Versilberung des Alltags
Ein ausgekippter Nachttopf, ein übelriechender Misthaufen, ein zu eng geschnürtes Mieder oder gar der ungewaschene Nachbar in der Kirchenbank – es gab auch früher schon mannigfaltige Gründe, ein Riechdöschen in der Tasche zu haben, um im Notfall schnell die Nase hineinzustecken. Eine Essenz aus Rosen, Maiglöckchen oder Moschus, geträufelt auf einen Naturschwamm, brachte die Leidenden schnell auf andere Gedanken. Solch kunstvoll angefertigte Riechdosen sind nur ein Teil der ostfriesischen Kleinsilbersammlung, die der Antiquitätenhändler Horst Arians in über 40 Jahren zusammengetragen und dokumentiert hat. Hinzu kommen zahlreiche silberne Spangen, Teesiebe, Bestecke sowie allerlei Alltagsgegenstände, die wohlhabende Marschbauern und Stadtbewohner im 18. und 19. Jahrhundert benutzt haben. Besonders die Riechdosen – hergestellt von heimischen Silberschmieden – sind in ihrer Verarbeitung hochqualitative Kunstwerke und gleichzeitig eine regionale Besonderheit: Mitunter wurden sie als Konfirmationsgeschenke an die folgenden Generationen weitergegeben. In bemerkenswerter Formenvielfalt verzieren mythologische und christliche Szenen, florale Muster und auch solche aus dem alltäglichen Leben der Bauern die 212 Dosen, die Arians neben rund zweihundert weiteren kleinen Silberschätzen leidenschaftlich gesammelt hat. Dem Ostfriesischen Landesmuseum Emden gelang nun der Ankauf dieser einzigartigen Sammlung mit Unterstützung der Kulturstiftung der Länder, des Landes Niedersachsen, der Gerhard ten Doornkaat Koolmann Stiftung und des Freundes- und Förderkreises des Ostfriesischen Landesmuseums e. V.

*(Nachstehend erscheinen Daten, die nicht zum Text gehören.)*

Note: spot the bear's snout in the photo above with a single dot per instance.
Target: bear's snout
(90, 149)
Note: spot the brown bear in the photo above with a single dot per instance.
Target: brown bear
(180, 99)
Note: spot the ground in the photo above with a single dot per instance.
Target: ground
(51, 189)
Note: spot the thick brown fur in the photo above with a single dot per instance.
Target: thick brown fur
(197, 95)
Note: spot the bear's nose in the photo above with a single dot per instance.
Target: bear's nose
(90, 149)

Die Sammlung dokumentiert den hohen Standard der heimischen Gold- und Silberschmiedekunst, vor allem im Bereich des Kleinsilbers. Die Riechdosen stellen ein einzigartiges kulturhistorisches Phänomen und eine regionaltypische Besonderheit dar, ihr Gebrauch ist sonst in Deutschland nur ansatzweise zu beobachten. Im 18. und 19. Jahrhundert erfreuten sie sich als umfassende Modeerscheinung großer Beliebtheit in Ostfriesland. In Gestalt von Fischen oder Muscheln, über Miniaturmöbel bis hin zu den häufigen Eiformen wurden sie in Kleinserien hergestellt und überwiegend von Frauen genutzt.
Dieses einmalige kulturhistorische Erbe, das die bislang 40 Stück umfassende Kollektion der Riechdosen im Emder Museum nun glücklich ergänzt, macht die Emder Sammlung zur größten und bedeutendsten ihrer Art in öffentlichem Besitz in Deutschland.